The University of Central Florida has hired a leader to build an aerospace medicine program.
Dr. Emmanuel Urquieta said in a LinkedIn post that he accepted a tenure-track associate professor role where he will serve as vice president of aerospace for the medical school at the Orlando-based university. Urquieta is currently chief medical officer at NASA's Translational Research Institute for Space Health in Houston, where he has worked with UCF on similar research. He will transition from his role in the next 90 days.
Urquieta also has served as an assistant professor of emergency and space medicine at Baylor College of Medicine in Houston. He earned his medical degree and completed an emergency medical residency at the Universidad Anahuac in Mexico, and earned a master's in aerospace medicine from Wright State University in Fairborn, Ohio.

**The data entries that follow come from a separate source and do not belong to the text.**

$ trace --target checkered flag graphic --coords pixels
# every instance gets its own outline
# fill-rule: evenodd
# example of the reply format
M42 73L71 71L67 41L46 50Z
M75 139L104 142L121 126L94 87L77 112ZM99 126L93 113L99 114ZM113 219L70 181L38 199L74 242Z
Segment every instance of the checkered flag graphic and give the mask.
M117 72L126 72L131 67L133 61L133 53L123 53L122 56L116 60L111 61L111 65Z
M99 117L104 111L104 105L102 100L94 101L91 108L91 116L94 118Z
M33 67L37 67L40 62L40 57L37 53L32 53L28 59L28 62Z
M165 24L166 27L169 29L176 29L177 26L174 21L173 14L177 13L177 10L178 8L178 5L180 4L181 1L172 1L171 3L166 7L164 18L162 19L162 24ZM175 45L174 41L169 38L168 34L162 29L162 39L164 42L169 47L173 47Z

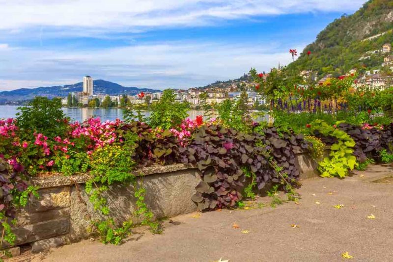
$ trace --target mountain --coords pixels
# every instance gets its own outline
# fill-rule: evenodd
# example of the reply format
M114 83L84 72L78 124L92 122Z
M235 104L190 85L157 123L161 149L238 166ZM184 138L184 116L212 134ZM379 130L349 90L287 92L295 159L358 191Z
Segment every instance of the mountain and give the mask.
M383 61L386 54L379 51L386 43L393 44L393 1L371 0L330 24L287 68L293 72L312 70L319 78L353 68L372 69Z
M135 95L141 92L155 93L161 90L149 88L139 88L135 87L127 87L116 83L105 80L94 80L94 94L106 94L111 95ZM58 85L36 88L20 88L12 91L0 92L0 103L4 103L7 100L26 100L33 98L35 96L46 96L49 98L56 97L66 97L70 92L82 92L83 83L81 82L74 84Z

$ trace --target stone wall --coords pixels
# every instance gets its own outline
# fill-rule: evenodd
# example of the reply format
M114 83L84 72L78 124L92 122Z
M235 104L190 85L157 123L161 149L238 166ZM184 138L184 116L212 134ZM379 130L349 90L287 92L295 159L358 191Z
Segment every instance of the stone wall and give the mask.
M297 154L295 164L301 179L317 176L317 163L308 155ZM195 187L200 181L198 171L189 165L177 164L154 166L140 170L143 176L138 184L146 189L145 201L155 218L174 216L193 212L196 206L191 200ZM16 245L31 243L33 252L88 237L90 221L100 217L84 192L87 175L57 175L36 177L33 183L39 187L40 198L31 201L18 212L13 231ZM135 209L133 184L110 187L106 196L115 220L122 222L138 217L130 216Z

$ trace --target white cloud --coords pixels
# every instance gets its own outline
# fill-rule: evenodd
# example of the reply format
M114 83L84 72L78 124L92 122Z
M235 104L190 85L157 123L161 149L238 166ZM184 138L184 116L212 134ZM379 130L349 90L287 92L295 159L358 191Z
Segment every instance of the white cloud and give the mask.
M221 20L316 11L351 11L364 0L0 0L0 29L36 26L120 31L197 26Z
M268 71L291 61L289 53L275 50L261 45L179 42L89 52L19 49L0 52L0 89L76 82L84 74L129 86L199 86L237 78L251 67Z

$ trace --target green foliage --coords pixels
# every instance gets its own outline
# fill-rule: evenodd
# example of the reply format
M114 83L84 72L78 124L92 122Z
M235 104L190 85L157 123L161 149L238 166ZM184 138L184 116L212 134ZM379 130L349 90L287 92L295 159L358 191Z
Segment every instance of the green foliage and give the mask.
M367 158L365 161L359 162L358 166L355 167L357 170L365 170L369 164L375 164L375 161L372 158Z
M68 118L61 106L60 99L36 97L27 106L18 107L20 110L16 114L18 126L27 135L33 132L49 137L61 135L68 127Z
M175 101L175 97L173 90L167 89L159 101L151 104L148 122L152 127L169 129L179 125L187 117L189 105L187 102Z
M112 107L114 106L114 104L112 100L111 100L111 98L109 96L107 96L105 97L105 98L104 99L104 100L102 101L102 103L101 104L101 107L104 108L107 108L107 107Z
M383 57L379 54L369 58L367 51L380 50L386 43L393 42L393 24L388 16L393 9L390 0L373 0L350 16L343 15L330 24L318 35L316 40L308 45L299 58L288 68L297 70L313 70L319 77L327 74L334 76L343 74L355 67L364 65L370 68L380 65ZM372 25L372 30L365 30ZM371 40L361 41L378 33L384 34ZM311 51L309 55L308 51Z
M133 223L130 219L123 222L121 227L117 227L113 219L108 218L103 221L94 221L93 226L98 232L101 242L118 245L130 235Z
M381 161L383 163L391 163L393 162L393 154L389 154L386 149L382 149L379 152Z
M243 132L250 131L252 120L247 101L247 93L244 92L237 101L226 99L217 105L219 118L225 126Z
M247 167L242 167L242 171L246 178L252 179L251 183L244 188L245 195L247 197L254 199L255 194L253 190L256 187L256 175Z
M339 122L337 123L338 124ZM311 123L310 128L313 133L335 137L337 140L330 148L332 151L330 157L325 157L319 162L318 169L321 172L321 176L344 178L348 174L348 170L352 170L358 165L356 157L353 155L355 141L345 132L321 120Z
M124 122L129 124L135 121L145 122L147 119L145 117L142 111L145 108L145 106L140 104L130 104L128 108L123 110L123 118Z
M323 157L326 145L320 139L312 135L308 135L305 137L305 140L309 142L312 145L312 147L310 149L311 156L313 159L318 160Z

Space medicine is an area UCF has worked on before and has dedicated research to, including collecting specimens and data from commercial space flight participants to see how that travel affects a person's health, which NASA's Translational Research Institute for Space Health partnered on.
UCF representatives were not immediately available for comment on what the new aerospace medicine program may look like.
UCF — which was established to provide trained workforce for aerospace activity on the Space Coast — has several research efforts tied to space. During fiscal 2023, NASA provided the third-most sponsored research at UCF, with more than $22 million in funding.